Sikh shrine in Baghdad lives on in memories

A desolate courtyard surrounded by fields of mournful graves is all that remains of an ancient shrine to the Sikh faith`s founder Guru Nanak inside a sprawling Muslim cemetery in Baghdad.

Baghdad: A desolate courtyard surrounded by
fields of mournful graves is all that remains of an ancient
shrine to the Sikh faith`s founder Guru Nanak inside a
sprawling Muslim cemetery in Baghdad.

War, insurgents or looters have wiped any trace of a
historical footnote that had preserved the memory of the
Indian holy man`s 16th-century journey through Arabia and his
stay in Baghdad, hailed by Sikhs as an early example of
inter-faith dialogue.

"No one visits anymore," lamented Abu Yusef, the lean and
bearded Muslim caretaker, standing in the nearly-bare patio
where a disorderly stack of broken electric fans and a
discarded refrigerator replace the prayer books and articles
of Sikh worship that had furnished a shrine whose modesty
mirrored the apparent humility of the man it honoured.

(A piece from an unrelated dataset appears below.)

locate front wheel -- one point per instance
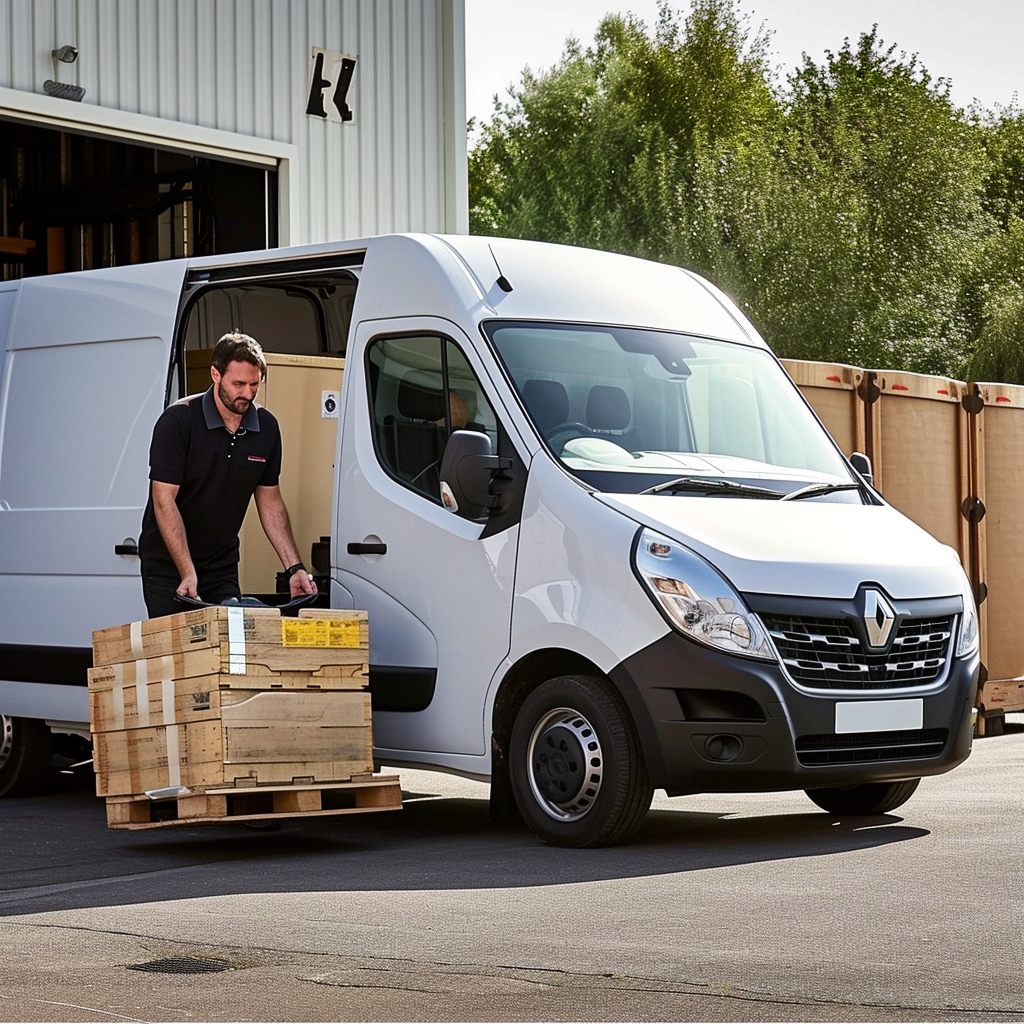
(576, 766)
(871, 798)
(26, 753)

"Before the war a few Sikh pilgrims would occasionally
arrive," Abu Yusef said, referring to the 2003 US-led invasion
that toppled ex-dictator Saddam Hussein and unleashed an
unending cycle of violence.

"Once or twice we even had Western tourists. Last year,
after a very long time, a Sikh man came from Dubai who
promised to return and rebuild the shrine. But since then,
nobody," he said with a resigned shrug of the shoulders.

When they came, the pilgrims would stay a night or two
and convert the shrine into a temple, Abu Yusef recalled.

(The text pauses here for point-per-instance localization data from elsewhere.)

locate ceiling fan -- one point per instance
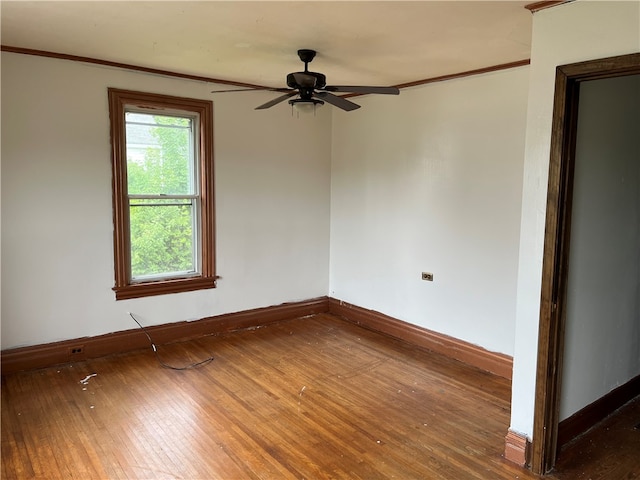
(312, 89)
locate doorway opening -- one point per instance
(551, 343)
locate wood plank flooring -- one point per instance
(311, 398)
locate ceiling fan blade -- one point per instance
(252, 89)
(339, 102)
(275, 101)
(362, 89)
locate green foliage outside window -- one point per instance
(161, 229)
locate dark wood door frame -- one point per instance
(556, 247)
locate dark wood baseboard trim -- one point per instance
(595, 412)
(516, 448)
(39, 356)
(474, 355)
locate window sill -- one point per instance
(164, 287)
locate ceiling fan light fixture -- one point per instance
(302, 105)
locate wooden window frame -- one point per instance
(119, 101)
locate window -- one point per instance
(162, 158)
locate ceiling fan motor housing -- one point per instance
(306, 80)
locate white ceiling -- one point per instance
(358, 42)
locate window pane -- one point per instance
(159, 154)
(161, 237)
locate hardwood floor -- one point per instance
(312, 398)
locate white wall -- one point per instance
(602, 346)
(57, 257)
(572, 32)
(431, 181)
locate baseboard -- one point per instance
(39, 356)
(595, 412)
(516, 448)
(474, 355)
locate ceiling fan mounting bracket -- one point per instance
(306, 55)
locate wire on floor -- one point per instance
(155, 350)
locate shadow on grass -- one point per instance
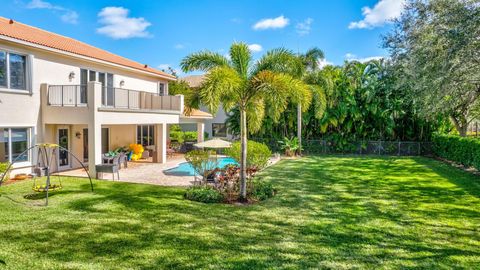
(331, 212)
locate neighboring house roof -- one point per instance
(198, 114)
(194, 81)
(23, 32)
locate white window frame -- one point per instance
(148, 133)
(29, 144)
(213, 130)
(28, 71)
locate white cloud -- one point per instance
(163, 66)
(352, 57)
(39, 4)
(255, 48)
(118, 25)
(303, 28)
(179, 46)
(271, 23)
(323, 63)
(68, 15)
(383, 12)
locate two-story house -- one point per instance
(56, 89)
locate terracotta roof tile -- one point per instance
(194, 81)
(194, 113)
(41, 37)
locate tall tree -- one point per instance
(255, 88)
(435, 46)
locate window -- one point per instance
(162, 90)
(18, 72)
(3, 69)
(145, 135)
(219, 130)
(13, 142)
(13, 71)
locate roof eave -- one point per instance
(79, 56)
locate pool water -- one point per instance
(185, 169)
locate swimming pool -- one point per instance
(185, 169)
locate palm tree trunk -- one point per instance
(243, 161)
(299, 128)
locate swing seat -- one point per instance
(43, 188)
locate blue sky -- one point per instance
(161, 33)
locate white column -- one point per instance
(94, 93)
(43, 111)
(200, 131)
(161, 142)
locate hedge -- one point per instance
(465, 151)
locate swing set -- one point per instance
(47, 157)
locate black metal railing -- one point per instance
(67, 95)
(120, 98)
(388, 148)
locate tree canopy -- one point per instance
(435, 46)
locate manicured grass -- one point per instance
(330, 212)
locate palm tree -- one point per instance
(255, 88)
(310, 61)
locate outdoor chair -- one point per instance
(108, 168)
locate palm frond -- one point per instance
(274, 88)
(319, 101)
(312, 57)
(255, 114)
(280, 60)
(221, 84)
(241, 58)
(204, 61)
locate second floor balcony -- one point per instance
(113, 99)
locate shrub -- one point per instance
(3, 170)
(258, 154)
(190, 136)
(262, 190)
(203, 194)
(465, 151)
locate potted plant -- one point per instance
(4, 174)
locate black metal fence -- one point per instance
(390, 148)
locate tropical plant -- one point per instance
(290, 146)
(201, 162)
(435, 47)
(4, 174)
(203, 194)
(258, 153)
(255, 88)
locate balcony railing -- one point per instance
(114, 98)
(120, 98)
(67, 95)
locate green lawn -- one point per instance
(330, 212)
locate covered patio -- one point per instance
(142, 172)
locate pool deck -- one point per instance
(146, 172)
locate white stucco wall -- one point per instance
(23, 108)
(219, 117)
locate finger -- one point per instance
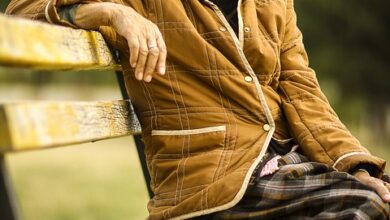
(161, 63)
(142, 57)
(381, 189)
(151, 61)
(134, 50)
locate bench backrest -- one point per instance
(46, 124)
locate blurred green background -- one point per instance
(347, 42)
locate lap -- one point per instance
(301, 189)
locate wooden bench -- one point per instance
(45, 124)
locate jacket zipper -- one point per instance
(239, 47)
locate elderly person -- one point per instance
(234, 121)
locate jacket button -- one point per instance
(222, 28)
(248, 79)
(266, 127)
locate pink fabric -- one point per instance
(270, 167)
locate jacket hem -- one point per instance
(240, 193)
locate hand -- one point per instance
(147, 48)
(381, 187)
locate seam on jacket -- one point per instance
(349, 155)
(228, 117)
(309, 132)
(265, 108)
(316, 129)
(188, 144)
(189, 131)
(213, 66)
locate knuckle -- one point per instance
(144, 51)
(163, 49)
(154, 51)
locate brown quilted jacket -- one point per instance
(207, 122)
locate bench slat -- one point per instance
(25, 43)
(42, 124)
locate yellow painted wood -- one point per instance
(43, 124)
(26, 43)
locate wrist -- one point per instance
(85, 16)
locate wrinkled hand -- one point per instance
(147, 48)
(381, 187)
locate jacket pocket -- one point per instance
(185, 161)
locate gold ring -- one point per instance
(151, 46)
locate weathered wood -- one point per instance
(25, 43)
(34, 125)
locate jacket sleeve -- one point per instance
(43, 10)
(313, 122)
(48, 11)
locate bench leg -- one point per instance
(8, 205)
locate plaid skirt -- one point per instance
(301, 189)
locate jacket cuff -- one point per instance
(52, 15)
(351, 161)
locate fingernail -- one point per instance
(161, 70)
(148, 78)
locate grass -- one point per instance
(86, 182)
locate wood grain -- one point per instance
(35, 125)
(26, 43)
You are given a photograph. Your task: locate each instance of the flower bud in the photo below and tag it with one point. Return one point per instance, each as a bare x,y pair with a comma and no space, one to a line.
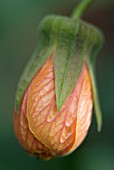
57,90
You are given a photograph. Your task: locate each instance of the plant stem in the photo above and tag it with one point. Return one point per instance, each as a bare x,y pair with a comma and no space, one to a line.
80,8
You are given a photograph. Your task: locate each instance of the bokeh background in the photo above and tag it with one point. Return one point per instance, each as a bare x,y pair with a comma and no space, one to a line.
19,21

"They slept in the courtyard, where they also cooked
large quantities of food to share after worship with whoever
came along," he remembered, pointing to the places in the
roofless, sun-beaten enclosure with whitewashed walls and a
plain concrete dais that had housed prayer books, painted
portraits of the guru and a prized stone plaque from the 16th
century.

What is known about the origins of the site, which lies
today inside central Baghdad`s expansive Sheikh Marouf
cemetery that adjoins a disused train station where decaying
railroad cars rest frozen on rusted tracks, is gleaned from
scant historical sources?

One is a Punjabi hymn by the poet and philosopher Bhai
Gurdaas, written several decades after the visit.